The company’s shares, which have shed 17 percent of their value so far this year, rose 11 percent to a high of $18.66 on Tuesday on the New York Stock Exchange. The wider MAC Solar Energy Index was down 2 percent.
JinkoSolar’s second-quarter results are a rare bright spot in an industry that had suffered in the first half because of solar energy subsidy cuts in major markets such as Germany and Italy.
“They surprised people a lot this morning,” said Avian Securities analyst Mark Bachman.
“JinkoSolar is one of the companies that has been a relative outperformer here in the fact that they have been able to bring down cost and still increase shipments,” he added.
A comparatively healthy second-quarter gross margin of 25.4 percent at JinkoSolar underscores the fact China-based companies are increasingly beating foreign rivals in managing costs.
On Monday, U.S. solar company Evergreen Solar filed for bankruptcy, as its once cutting-edge technology fell victim to competition from cheaper Chinese rivals and subsidy cuts in Europe.

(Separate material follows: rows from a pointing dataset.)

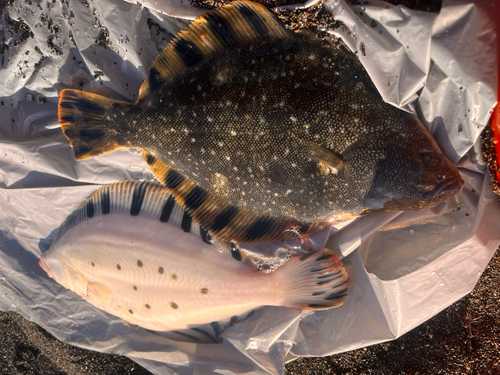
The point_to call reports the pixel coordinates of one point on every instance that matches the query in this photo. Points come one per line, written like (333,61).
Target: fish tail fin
(315,281)
(85,120)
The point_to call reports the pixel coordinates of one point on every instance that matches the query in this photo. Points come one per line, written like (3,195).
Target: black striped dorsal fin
(203,334)
(210,34)
(221,219)
(149,199)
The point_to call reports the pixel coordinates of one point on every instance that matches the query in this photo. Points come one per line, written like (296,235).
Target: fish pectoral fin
(328,161)
(86,122)
(98,288)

“We pushed deeper into the US market where we expect to see increased growth in the near future and made significant progress in increasing sales in Spain, Portugal, Australia and France,” Chief Executive Kangping Chen said in a statement.

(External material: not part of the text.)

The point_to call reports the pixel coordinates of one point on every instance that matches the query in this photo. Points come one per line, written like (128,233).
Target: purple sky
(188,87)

JinkoSolar has already established units in Germany and the United States, and a sales office in Italy.
France, Spain, Belgium and Portugal pulled in about a quarter of total revenue, higher than earlier, a company executive said on a conference call.
“Will undertake aggressive marketing effort to expand sales in new markets,” Chief Marketing Officer Arturo Herrero said.
A decline in JinkoSolar’s average selling prices (ASPs) was partly offset by a fall in polysilicon price and average manufacturing costs in the second quarter — a trend that will likely continue.
“We anticipate polysilicon prices to trend further down into the fourth quarter,” CEO Chen said on the call.
The company expects third-quarter ASPs of $1.20-$1.30 per watt. ASPs will be $1.15-$1.25 in the fourth quarter.
JinkoSolar’s solar product shipments leaped 154.4 percent to 254.1 megawatts (MW) in the second quarter. Total solar module shipments are expected to be about 230-250 MW in the third.
July-September revenue is expected to be $310-$330 million. Analysts had projected a revenue of $335.3 million, according to Thomson Reuters I/B/E/S.
“They’ve been under-promising but over-delivering,” analyst Bachman said.
JinkoSolar also backed its full-year solar module shipments outlook of 950-1,000 MW with total revenue of $1.4-$1.5 billion at a time when many in the companies in the industry have trimmed their outlooks.
SolarWorld, Germany’s No.2 solar company by sales, cautioned overcapacities and falling prices for modules could hurt results in the second half, while SunPower Corp lowered its 2011 profit outlook.
JinkoSolar’s April-June net income increased about 49 percent to $36.4 million, or $1.38 per American Depositary Share (ADS). Excluding items, it earned $1.82 per ADS, surpassing market estimates of $1.34 per ADS.
Total revenue more than doubled to $350.6 million, easily topping expectations of $315.4 million.